Das S4A-Lexikon steht als Open-Source-Projekt öffentlich zur Verfügung – inklusive des zugrundeliegenden Quellcodes. Dadurch eröffnet sich für zukünftige Projekte oder Initiativen die Option, das Lexikon um weitere medizinische oder therapeutische Fachbereiche zu erweitern. Darüber hinaus ist es denkbar das Sign4All.Info-Lexikon in die jeweiligen digitalen Anwendungen von Praxen und Einrichtungen zu integrieren, etwa in interne Informationssysteme oder Intranets.

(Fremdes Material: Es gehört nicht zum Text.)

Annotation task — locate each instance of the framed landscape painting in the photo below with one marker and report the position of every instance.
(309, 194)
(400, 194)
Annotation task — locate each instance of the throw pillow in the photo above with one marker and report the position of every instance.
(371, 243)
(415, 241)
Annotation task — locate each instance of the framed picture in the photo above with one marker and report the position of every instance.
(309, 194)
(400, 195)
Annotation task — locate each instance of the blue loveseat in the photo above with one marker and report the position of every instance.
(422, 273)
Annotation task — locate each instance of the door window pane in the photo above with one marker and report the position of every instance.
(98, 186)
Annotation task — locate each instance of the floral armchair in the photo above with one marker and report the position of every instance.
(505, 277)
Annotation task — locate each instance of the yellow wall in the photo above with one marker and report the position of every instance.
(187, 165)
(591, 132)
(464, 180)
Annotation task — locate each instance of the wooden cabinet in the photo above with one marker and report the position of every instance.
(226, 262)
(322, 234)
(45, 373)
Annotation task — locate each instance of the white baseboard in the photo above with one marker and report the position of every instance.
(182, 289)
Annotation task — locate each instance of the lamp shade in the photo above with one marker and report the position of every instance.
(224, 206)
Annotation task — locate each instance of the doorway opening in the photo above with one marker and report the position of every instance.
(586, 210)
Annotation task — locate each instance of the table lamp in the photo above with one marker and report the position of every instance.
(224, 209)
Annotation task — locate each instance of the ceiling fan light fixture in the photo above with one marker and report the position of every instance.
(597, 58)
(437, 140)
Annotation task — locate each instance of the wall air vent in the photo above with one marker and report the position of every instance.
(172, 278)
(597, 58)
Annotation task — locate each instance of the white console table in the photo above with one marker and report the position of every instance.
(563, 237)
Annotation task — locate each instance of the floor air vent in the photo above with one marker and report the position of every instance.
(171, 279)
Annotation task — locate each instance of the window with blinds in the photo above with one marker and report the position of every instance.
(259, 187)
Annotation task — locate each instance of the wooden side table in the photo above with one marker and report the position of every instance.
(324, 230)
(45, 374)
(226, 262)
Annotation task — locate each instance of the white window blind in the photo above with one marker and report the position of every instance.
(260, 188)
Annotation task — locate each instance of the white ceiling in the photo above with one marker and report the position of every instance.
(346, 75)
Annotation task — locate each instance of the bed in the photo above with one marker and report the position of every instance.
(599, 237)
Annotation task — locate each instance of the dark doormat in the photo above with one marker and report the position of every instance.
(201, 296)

Auf diese Weise kann das Lexikon einen wichtigen Beitrag zu einer inklusiven und barrierefreien Gesundheitsversorgung leisten. Denn der Kerngedanken des Projektes liegt darin, unter anderem zahnmedizinische Fachgebärden sichtbar und nutzbar zu machen – und so echte Barrierefreiheit nicht nur für taube Mitarbeitende, sondern auch für Patientinnen und Patienten zu schaffen, die die Deutsche Gebärdensprache verwenden. Wir möchten an die Zahnärzteschaft, Ausbildungseinrichtungen sowie Patientinnen und Patienten appellieren, das Sign4All.Info-Lexikon aktiv zu nutzen und weiterzuverbreiten.